Upon his entry into the town — unremarked and unchallenged — he inquired after Champlain, and learned that he resided in his own habitation, but that he was unlikely to be found at home in the daytime.
He found the place easily enough; indeed, it would have been hard to miss it. At his knock, a native servant answered, but refused Stephane entry, indicating that he should return later in the day when the master was to be at home.
“Your hospitality leaves something to be desired,” Stephane told the man.
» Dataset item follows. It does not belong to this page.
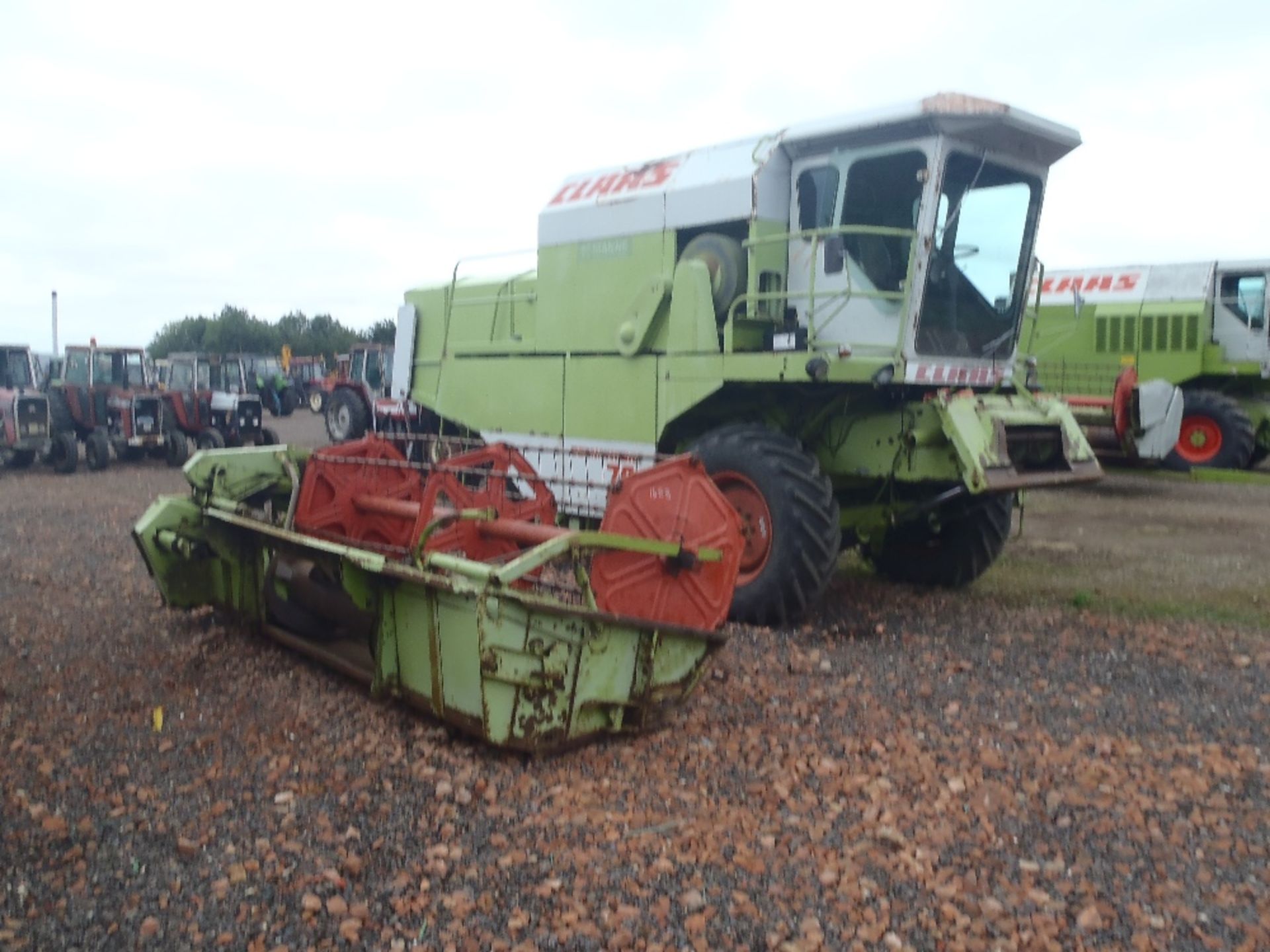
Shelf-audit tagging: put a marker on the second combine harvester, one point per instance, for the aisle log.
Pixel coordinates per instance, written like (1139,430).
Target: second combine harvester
(827,317)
“I do as I am bid, Monsieur,” the Indian said. “The captain does not permit any stranger within his house when he is not home.”
“I am sent by the king of France, and by his minister.”
“I am the servant of the Sieur de Champlain,” the man answered.
Stephane could not immediately frame a reply — surely the man must see the difference between a king and a captain!
“I demand that you accommodate me. I am sent by the Sieur’s sovereign — and therefore your sovereign. You will admit me, for he commands that the Sieur aid me in my mission. I demand it in the name of King Louis and the Cardinal-Duke de Richelieu.”
The name of the cardinal seemed to ring out into silence, almost as if everyone in earshot had stopped to hear it. The servant did not reply, but glanced over Stephane’s shoulder, as if there was someone standing behind.
Stephane turned, and found someone there: an older man with a military bearing standing, arms crossed.
“The cardinal demands, does he?” he said. “Well, then, come inside my house and we shall see what you have to say.”
* * *
Long before Stephane departed for Hamburg, Monsieur Servien had taken particular care to inform him about Samuel de Champlain, the captain-general of New France. It had allowed Stephane to form a mental picture of the man.
It had never crossed his mind that he might come face to face with him until he chose to abandon Challenger in Thomasville harbor a few weeks earlier. It had also never occurred to Stephane that the description, such as it was, would be so completely at odds with the man himself.
“He is a curious case,” Monsieur Servien had told him. “Champlain was one of the first of our countrymen ever to venture into the interior of New France for His Majesty. He was well known, and well beloved, of our King Henri the Fourth of glorious memory.”
“Henri the Fourth?” Stephane had said, incredulous. To imagine someone alive who had served a king now twenty-five years dead, murdered before Stephane was even born, was beyond conception, a fact which had made Servien laugh.
“Young men cannot imagine a world in which they have not lived,” Servien had said. “Don’t fear, young Stephane. The world got on quite well without you.